Ave!, Sg, bonum diem
Well-met, friend. Good to see you back 'ere.
And to answer your question posed elsewhere-now I'm hangoverless, yes I still keep up with my various arcane chemical pursuits, I have done so ever since I was out of the toddler stage and able to read (taught myself with scientific textbooks), so its a fair bet, that is gonna be as set as the Planck constant as a speshul interest.

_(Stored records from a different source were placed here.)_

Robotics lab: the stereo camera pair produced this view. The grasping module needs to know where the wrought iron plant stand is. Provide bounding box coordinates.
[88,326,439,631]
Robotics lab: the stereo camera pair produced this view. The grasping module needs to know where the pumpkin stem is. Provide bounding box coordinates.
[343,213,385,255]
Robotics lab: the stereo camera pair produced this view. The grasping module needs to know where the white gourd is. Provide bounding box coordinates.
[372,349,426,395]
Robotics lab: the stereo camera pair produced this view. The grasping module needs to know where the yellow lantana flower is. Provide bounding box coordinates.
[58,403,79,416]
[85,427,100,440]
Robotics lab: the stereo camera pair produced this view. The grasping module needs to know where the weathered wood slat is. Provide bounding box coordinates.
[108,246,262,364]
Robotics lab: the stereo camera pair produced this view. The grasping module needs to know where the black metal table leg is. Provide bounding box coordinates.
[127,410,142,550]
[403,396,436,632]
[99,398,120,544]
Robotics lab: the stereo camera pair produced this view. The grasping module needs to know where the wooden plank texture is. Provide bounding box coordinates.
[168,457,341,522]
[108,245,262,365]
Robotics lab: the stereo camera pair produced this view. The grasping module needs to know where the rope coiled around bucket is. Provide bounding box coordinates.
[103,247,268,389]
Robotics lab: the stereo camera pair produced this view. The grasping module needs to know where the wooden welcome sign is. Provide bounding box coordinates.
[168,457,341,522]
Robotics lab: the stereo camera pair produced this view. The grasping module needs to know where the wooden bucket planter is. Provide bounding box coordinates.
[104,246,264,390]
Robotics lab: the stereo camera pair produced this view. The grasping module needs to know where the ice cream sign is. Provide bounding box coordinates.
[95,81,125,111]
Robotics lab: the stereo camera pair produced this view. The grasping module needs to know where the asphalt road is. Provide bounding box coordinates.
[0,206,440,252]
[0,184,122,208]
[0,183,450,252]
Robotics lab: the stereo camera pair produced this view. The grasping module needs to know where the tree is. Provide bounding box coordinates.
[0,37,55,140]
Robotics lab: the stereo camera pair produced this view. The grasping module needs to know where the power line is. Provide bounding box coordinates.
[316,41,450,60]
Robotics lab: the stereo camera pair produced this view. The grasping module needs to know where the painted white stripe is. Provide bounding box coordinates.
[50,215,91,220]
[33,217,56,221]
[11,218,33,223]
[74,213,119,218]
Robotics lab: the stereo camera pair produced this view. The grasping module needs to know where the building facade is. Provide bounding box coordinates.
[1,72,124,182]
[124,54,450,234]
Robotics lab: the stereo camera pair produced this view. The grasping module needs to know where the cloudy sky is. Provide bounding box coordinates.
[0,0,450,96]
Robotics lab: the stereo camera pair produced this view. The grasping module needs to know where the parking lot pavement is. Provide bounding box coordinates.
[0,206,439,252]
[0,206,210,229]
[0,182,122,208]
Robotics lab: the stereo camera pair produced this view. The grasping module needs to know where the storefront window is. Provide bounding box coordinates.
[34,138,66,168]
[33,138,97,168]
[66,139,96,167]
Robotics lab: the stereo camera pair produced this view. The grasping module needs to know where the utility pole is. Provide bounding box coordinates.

And yes, I go out mushroom hunting, and come back mushroom-munching. I just love the variety of fungal treats that only the wild can offer, not knowing what one might find, a grab-bag potluck sort of meal in the making, when you've worked up a hell of an appetite being up from dawn until nightfall scouring the woodlands for choice tasty species (I've even gone out by torchlight before to bag me some chanterelles and Boletes, especially the Boletes, I've got quite a liking for many of them, and LOVE fried ceps (Boletus edulis), sauteed in butter with just a pinch of salt. Or oyster mushrooms picked straight from the tree trunk and eaten so fresh they are mere hours old at most, taken straight from logs to skillet, right then and there in the woods, over a little log fire. WAY nicer than shop bought oyster fungi, which to me represent meager pickings at best. The wild ones are so lucious, and never all soggy and crappy, because you just leave those to sporulate, and take the premium cream of the crop for eating only, very flavourfull.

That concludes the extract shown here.